Cassill claims he was “deceived” by BK Racing about his status for 2013; held in limbo until it was too late to find another ride. Devine flatly denied that allegation, saying it was Cassill’s insistence on being the team’s number-one driver that prevented them from coming to terms.
|Cassill drove the No. 83 Toyota last season|
“He had some things he wanted us to agree to that we weren’t willing to do,” said Devine. “One of them was (agreeing) that he was the number-one, full-time starter. We had three drivers (who) shared the rides last year and we were set to do that again. We have aspirations of putting a third car on the track (in 2013). We’re trying as hard as we can to get the (No.) 73 on the track, but we’re just not there yet. “We were not prepared to run three cars… and when I went to the other two drivers and said they would have to share the ride, they were fine with it. When we talked to Landon, he didn’t want to do that.
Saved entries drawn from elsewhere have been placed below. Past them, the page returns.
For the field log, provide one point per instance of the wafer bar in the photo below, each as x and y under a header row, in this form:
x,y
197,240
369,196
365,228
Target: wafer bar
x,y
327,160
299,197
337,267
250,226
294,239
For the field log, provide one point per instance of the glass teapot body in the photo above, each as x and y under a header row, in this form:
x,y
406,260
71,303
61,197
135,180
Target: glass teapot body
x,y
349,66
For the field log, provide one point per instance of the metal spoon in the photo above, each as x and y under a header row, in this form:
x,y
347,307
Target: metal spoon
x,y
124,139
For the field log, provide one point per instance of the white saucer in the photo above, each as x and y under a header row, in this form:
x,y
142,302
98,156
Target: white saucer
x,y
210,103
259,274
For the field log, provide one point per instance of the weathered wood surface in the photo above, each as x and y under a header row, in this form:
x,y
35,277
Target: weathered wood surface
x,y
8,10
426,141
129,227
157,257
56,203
“We were trying to work something out with all three of the drivers where they could share the (monetary) pool, no matter who was driving the car,” he explained. “Landon didn’t want to do that. I understand that he’s young and wants to run every week, but we felt that for the size of our team, it was better for us to have a stable of three (drivers) and share the ride.
“There was stuff like that that occurred,” said Devine, “so I don’t know why he thinks we misled him. He was as much a part of that negotiation as we were. We were going back and forth, and could not come to an agreement. We offered him a number of options to resolve the matter, and none of it was appealing to him, so he decided to go this route.”
Devine said the dispute over Cassill’s 2012 pay was not a factor in his decision to part company for 2013.
“It wasn’t for me, but maybe it was for him,” he said. “I actually thought we were close to being able to resolve the 2012 issues.
“The issue is not what he earned driving,” repeated Devine. “We don’t have a problem with that. The issue is the minimum (and the fact that) we believe there should be some offsets (for) the money he earned from things we paid out. He doesn’t see it that way, so the dispute is really in regard to (whether) the minimum is inclusive -- or not inclusive – of other things we paid.
“I’m sure the lawyers helped him write that he was deceived, but he was very much a part of the ongoing negotiations.”
Devine also denied damaging Cassill’s career by preventing him from finding a new Sprint Cup Series ride.
“I don’t wish (Cassill) any harm,” said the BK Racing co-owner. “He’s a young, talented driver who has a ride. I know it says in his suit that we tried to keep him out of the sport, but that’s simply not the case. He’s out there and he’s got a ride. I see him at the track, so that’s not accurate."
Attorney Adam Ross has been hired to represent the team, and Devine said he is crafting a response to the suit that will be filed in the near future.